LE FIGARO. – The former prime minister took his close friends by surprise by jumping prematurely into the race for the Élysée. How should we interpret this timing?
David DESGOUILLES. – Édouard Philippe had already hinted on several occasions that he intended to be a candidate in the presidential election. From the creation of his movement – rather than joining LREM and then Renaissance – the intention was there: to take over from Emmanuel Macron at the end of the two terms.
By clearly renewing this intention among your colleagues in Pointat a time when the President of the Republic finds himself in very great difficulty after an imprudent dissolution, the former Prime Minister himself adding all the bad things he thinks about said dissolution, he clearly challenges Emmanuel Macron.
I have already had the opportunity to express in these columns that the constitutional reform of 2008, preventing three consecutive five-year terms, hinders the room for maneuver of the President of the Republic, because it allows the succession to be organized from the beginning of the second five-year term. Suffice to say that this phenomenon is encouraged, even multiplied, after a failed dissolution and the impossibility for the President to find a Prime Minister.
By officially declaring himself a presidential candidate now and even considering an early election, is the mayor of Le Havre giving credence to the idea that the head of state no longer has the means to relaunch his mandate?
He is ostentatiously turning the page on Macron, in fact, with a symbolic violence that we have not seen since the departure of François Hollande’s Minister of the Economy, torpedoing the latter’s candidacy and preparing his own.
In January 1969, Georges Pompidou, dismissed from Matignon in the summer of 1968, declared himself a candidate while General de Gaulle still had three and a half years of his mandate to serve. Can we draw a parallel between these two profiles and these two announcements?
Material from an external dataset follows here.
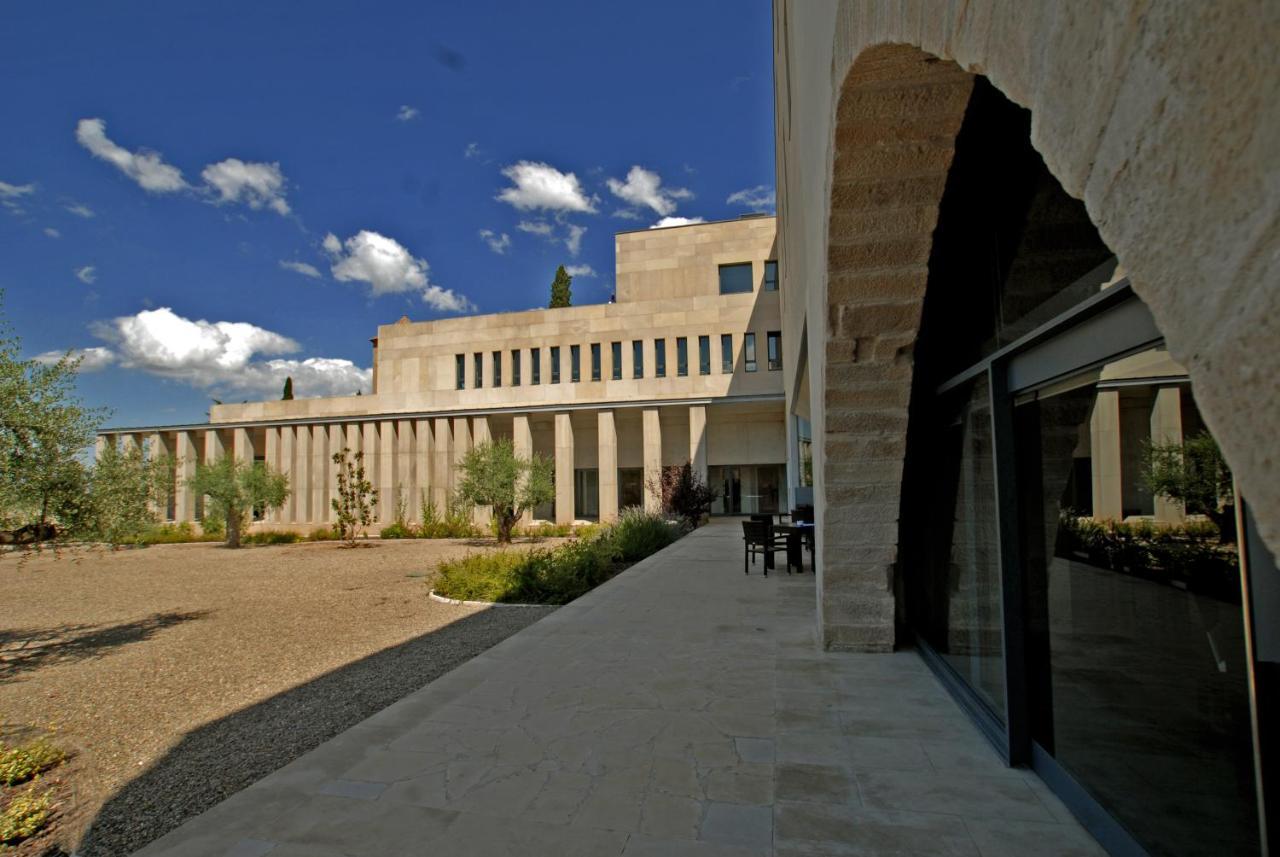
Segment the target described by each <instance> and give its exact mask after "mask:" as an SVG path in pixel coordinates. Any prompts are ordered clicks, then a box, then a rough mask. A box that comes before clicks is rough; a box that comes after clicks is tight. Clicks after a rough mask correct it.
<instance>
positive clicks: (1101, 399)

Indeed, there are common points with this appeal launched from Rome by Georges Pompidou, shortly before the 1969 referendum, which had been planned since the previous summer. By suggesting at that precise moment that he would be a candidate in the next presidential election, Georges Pompidou sent the French the message that the departure of General de Gaulle would not be so serious since he was there to take over; and he removed all the gravity of a Gaullist defeat from a referendum. Many orthodox Gaullists subsequently accused Georges Pompidou of having thus precipitated the defeat, even more than the “yes, but” of Valéry Giscard d’Estaing.
Edouard Philippe sends this message not to the French people questioned in a referendum but to the parliamentarians of the central bloc: you can censor or weaken the governments appointed by Emmanuel Macron as much as you want and push him to resign, I will be there to support this candidacy.
That said, the comparison ends there, because the De Gaulle-Pompidou duo left a greater mark on the history of the Fifth Republic than the Macron-Philippe duo. Forgive me, but the level was not the same.